Petok Lorand
Petok Lorand

Reputation: 973

Casting char buffer to function pointer

I recently found out that you can inject machine code in a buffer, at run-time, cast it to a function pointer and then call it to execute the instructions in the buffer. It looks something like this:

int main(void)
{
    char buffer[] = "\xB8\x04\x00\x00\x00\xC3";
    auto func = (int(*)())buffer;
    func();

    return 0;
}

Now what if i don't want to pay for the function call at run-time, in other words i want to treat the buffer as an inline function.

My first naive attempt to achieve this was to declare both the buffer and the func as constexpr and replace the c-style cast with static_cast, although this doesn't seem to work, because it's an invalid cast according to gcc. Tried reinterpret_cast too, but that can't be evaluated at compile-time apparently

Any ideas would be welcome, if is possible to achieve this at all.

Upvotes: 0

Views: 494

Answers (1)

n. m. could be an AI
n. m. could be an AI

Reputation: 119877

Inline assembly code can be injected in a C++ function with an asm declaration. This construct is conditionally supported and implementation defined.

In most implementations, the asm declaration expects some form of symbolic assembly language rather than binary object code.

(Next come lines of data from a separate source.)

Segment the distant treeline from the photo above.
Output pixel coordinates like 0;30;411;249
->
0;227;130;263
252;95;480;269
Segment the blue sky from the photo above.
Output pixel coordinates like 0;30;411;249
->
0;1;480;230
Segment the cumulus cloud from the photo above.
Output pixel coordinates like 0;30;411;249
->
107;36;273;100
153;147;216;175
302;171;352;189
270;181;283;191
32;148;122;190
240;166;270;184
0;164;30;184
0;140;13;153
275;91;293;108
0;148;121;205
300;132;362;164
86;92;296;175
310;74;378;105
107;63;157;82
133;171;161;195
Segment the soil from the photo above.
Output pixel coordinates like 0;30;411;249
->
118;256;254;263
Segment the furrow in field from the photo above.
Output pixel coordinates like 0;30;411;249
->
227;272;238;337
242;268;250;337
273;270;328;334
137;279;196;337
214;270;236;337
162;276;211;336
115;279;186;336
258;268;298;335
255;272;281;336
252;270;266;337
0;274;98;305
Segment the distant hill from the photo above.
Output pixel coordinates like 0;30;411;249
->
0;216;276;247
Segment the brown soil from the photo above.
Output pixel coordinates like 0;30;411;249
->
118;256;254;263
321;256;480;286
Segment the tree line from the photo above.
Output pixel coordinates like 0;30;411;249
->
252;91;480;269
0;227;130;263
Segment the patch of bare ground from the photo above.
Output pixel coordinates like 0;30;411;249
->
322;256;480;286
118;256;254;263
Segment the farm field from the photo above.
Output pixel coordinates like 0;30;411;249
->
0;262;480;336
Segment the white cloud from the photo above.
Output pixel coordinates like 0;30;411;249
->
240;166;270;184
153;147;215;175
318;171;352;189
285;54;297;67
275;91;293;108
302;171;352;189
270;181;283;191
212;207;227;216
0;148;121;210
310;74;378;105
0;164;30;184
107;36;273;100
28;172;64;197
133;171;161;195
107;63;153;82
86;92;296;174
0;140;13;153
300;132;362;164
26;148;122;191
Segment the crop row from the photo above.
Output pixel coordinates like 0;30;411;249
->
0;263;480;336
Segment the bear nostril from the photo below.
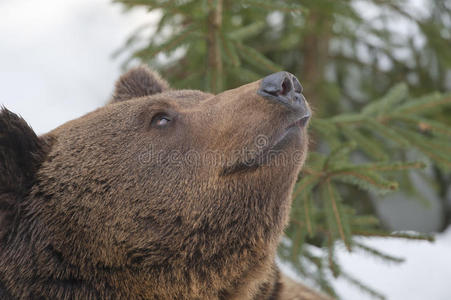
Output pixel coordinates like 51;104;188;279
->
292;75;303;94
280;77;293;96
257;72;305;110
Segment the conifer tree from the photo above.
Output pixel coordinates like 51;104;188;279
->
115;0;451;298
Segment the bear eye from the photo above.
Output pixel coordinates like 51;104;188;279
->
152;114;172;127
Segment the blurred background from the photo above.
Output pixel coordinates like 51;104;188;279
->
0;0;451;300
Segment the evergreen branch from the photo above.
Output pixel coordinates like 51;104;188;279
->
326;180;351;252
241;0;308;13
327;234;340;278
333;161;426;172
328;170;398;192
364;118;411;147
352;230;434;242
361;83;408;116
397;115;451;136
393;93;451;114
341;126;388;160
220;34;241;67
303;194;313;237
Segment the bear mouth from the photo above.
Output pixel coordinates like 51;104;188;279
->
220;113;310;176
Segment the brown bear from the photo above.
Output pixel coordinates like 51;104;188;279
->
0;67;332;299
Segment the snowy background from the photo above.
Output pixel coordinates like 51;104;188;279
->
0;0;451;300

Here's an example of using the asm declaration construct with GCC on x86.

#include <iostream>

template <int nontype>
int add(int operand)
{
    int sum;

    asm ("movl %1, %0\n\t"
         "addl %2, %0"
         : "=r" (sum)
         : "r" (operand), "r" (nontype)
         : "0");

    return sum;
}

int main()
{
    std::cout << add<42>(6) << "\n";
}

This prints 48 as expected.

Note that gcc's version of asm is quite powerful, and its syntax has to go beyond what the standard specifies in order to support its many features. Other implementations may or may not offer such flexibility (or indeed offer anything at all — the construct is conditionally supported).

Casting between function pointers and data pointers is undefined behaviour in C++. Implementations may do whatever they want with it. I would guess that exploiting this particular form of UB to duplicate perfectly good asm declaration functionality would be rather low on most implementers' to-do lists.